With the open-source Astro CLI (recommended):

  1. Initialize a project with the Astro CLI

  2. Copy the example DAG into the dags/ folder of your astro project

  3. Copy the directories in the include folder of this repository into the include directory of your Astro project

  4. Add the following to your Dockerfile to install the airflow-provider-great-expectations package:

    RUN pip install --user airflow_provider_great_expectations
    
  5. Run astro dev start to view the DAG on a local Airflow instance (you will need Docker running)

With a vanilla Airflow installation:

  1. Add the example DAG to your dags/ folder
  2. Copy the include/data directory into your environment

Development

Setting Up the Virtual Environment

Any virtual environment tool can be used, but the simplest approach is likely using the venv tool included in the Python standard library.

For example, creating a virtual environment for development against this package can be done with the following (assuming bash):

# Create the virtual environment using venv:
$ python -m venv --prompt my-af-ge-venv .venv

# Activate the virtual environment:
$ . .venv/bin/activate

# Install the package and testing dependencies:
(my-af-ge-venv) $ pip install -e '.[tests]'

Running Unit, Integration, and Functional Tests

Once the above is done, running the unit and integration tests can be done with either of the following approaches.

Using pytest

The pytest library and CLI is preferred by this project, and many Python developers, because of its rich API, and the additional control it gives you over things like test output, test markers, etc. It is included as a dependency when installing the package with pip install "airflow-provider-great-expectations[tests]".

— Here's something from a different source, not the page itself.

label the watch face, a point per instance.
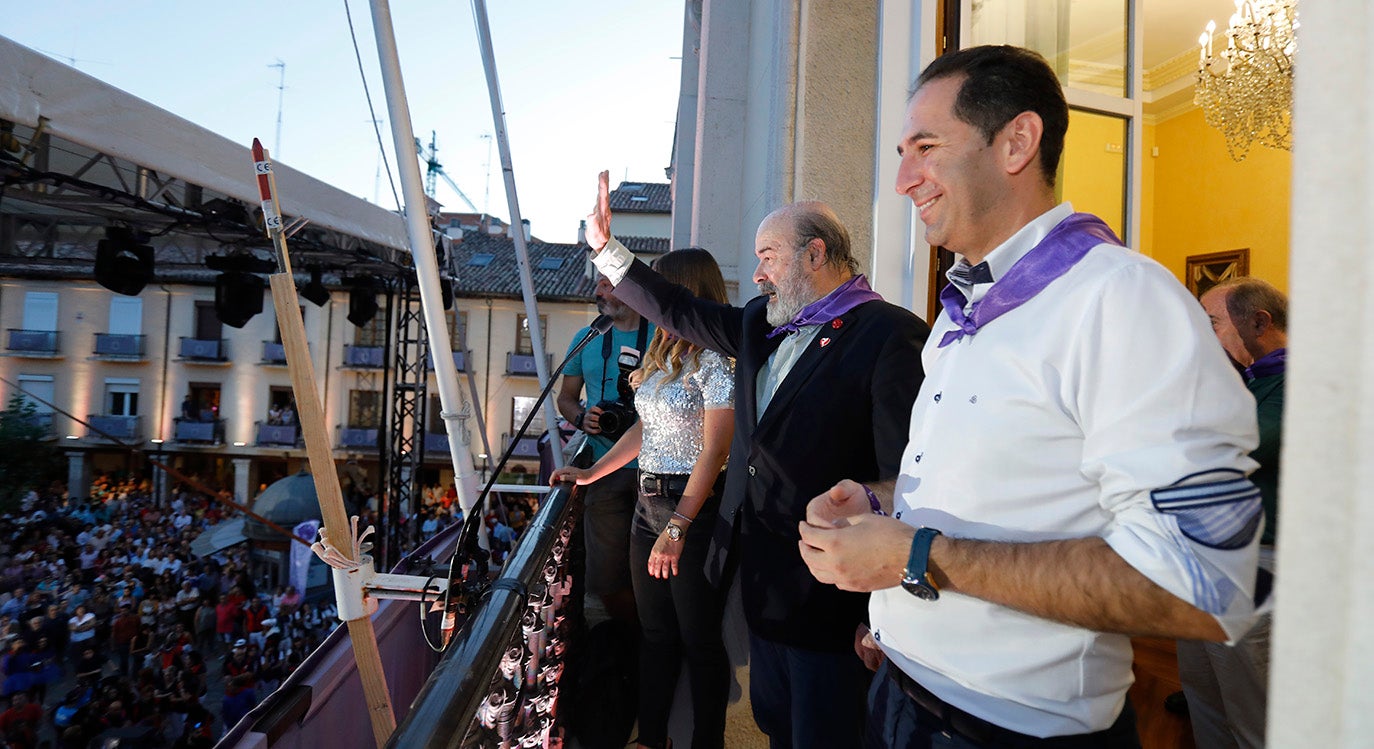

The simple command pytest -p no:warnings, when run in the virtual environment created with the above process, provides a concise output when all tests pass, filtering out deprecation warnings that may be issued by Airflow, and a only as detailed as necessary output when they dont:

(my-af-ge-venv) $ pytest -p no:warnings
=========================================================================================== test session starts ============================================================================================
platform darwin -- Python 3.7.4, pytest-6.2.4, py-1.10.0, pluggy-0.13.1
rootdir: /Users/jpayne/repos-bombora/bombora-airflow-provider-great-expectations, configfile: pytest.ini, testpaths: tests
plugins: anyio-3.3.0
collected 7 items

tests/operators/test_great_expectations.py .......                                                                                                                                                   [100%]

============================================================================================ 7 passed in 11.99s ============================================================================================

Functional Testing

Functional testing entails simply running the example DAG using, for instance, one of the approaches outlined above, only with the adjustment that the local development package be installed in the target Airflow environment.